I stepped out of the booth. A car was coming along this side of the street. I stopped, waiting for it to go past before I crossed. Then, as it passed a street light, I saw it was a police cruiser. I turned and started walking slowly along the sidewalk with my back to the oncoming lights. It came abreast of me. Then it stopped. My back congealed with sudden fear.

“You looking for somebody out here?” a voice asked.

It was all right; they couldn’t see my face in the darkness. I fought to make my voice sound casual. “No. Just taking a walk, officer.”

“In the rain? Where do you live?”

Before I could answer, a beam of light splashed full in my face. I tried to turn away, but it was too late. “Hey!” the voice barked. “Come back here!”

I heard the car door slam behind me, and running footsteps. The one still in the car was. trying to hit me with the spotlight. “Stop, Foley! We’ll shoot.”

I’d never make it to the corner alive. And if I did, the other one was following me in the car. I saw an opening between two concessions on my right, and shot into it. The rear of the buildings were in deep shadow, but I could make out the dark tracery of the Ferris wheel and some of the other rides. I cut sharply to the left, ran another fifty feet, and froze against the wall. Just beyond me was another corner. I inched quietly around it just as he shot into the open at the rear of the concessions, swinging the beam of the flashlight.

“Joe!” he yelled. “Drive on around and cover the street in back so he can’t get to the next block. And call in.”
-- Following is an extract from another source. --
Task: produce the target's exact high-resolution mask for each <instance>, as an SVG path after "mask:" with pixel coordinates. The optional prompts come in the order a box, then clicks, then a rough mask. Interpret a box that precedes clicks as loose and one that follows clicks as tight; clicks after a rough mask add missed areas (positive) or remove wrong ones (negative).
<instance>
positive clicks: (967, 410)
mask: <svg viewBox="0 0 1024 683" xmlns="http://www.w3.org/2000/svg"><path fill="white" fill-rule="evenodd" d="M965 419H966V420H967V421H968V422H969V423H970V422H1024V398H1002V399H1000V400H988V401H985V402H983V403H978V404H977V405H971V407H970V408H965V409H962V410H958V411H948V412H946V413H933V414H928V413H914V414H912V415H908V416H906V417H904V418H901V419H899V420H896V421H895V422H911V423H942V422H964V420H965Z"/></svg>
The car went ahead and turned the corner. The one who was afoot had run-on back and was throwing the beam of his flashlight in wide arcs around the Ferris wheel. I slipped quietly along the narrow passage between two small buildings, and peered out into the beach boulevard. The Oldsmobile was gone. She’d managed to get away while they were occupied with me, and they probably hadn’t even noticed her. There was only one car in sight, some two blocks away. I shot across the street and over the edge of the far sidewalk. I landed on the sand, lost my balance, and fell. I was near one of the amusement piers, and the long expanse of beach stretched ahead of me, black and deserted in the rain. I got up and ran. I could hear sirens wailing behind me as police cars began pouring into the area. I ran until my side hurt and breathing was an agony.

I sat down at last with my back against the concrete of the seawall. Rain drummed on the brim of my hat. Now they knew I was back in Sanport. And I’d lost Suzy. I didn’t know her address or her phone number, and even if I could find another outside phone booth and look it up in the book, I couldn’t call her. I had a hundred and seventy dollars in my pocket, but I didn’t have a dime.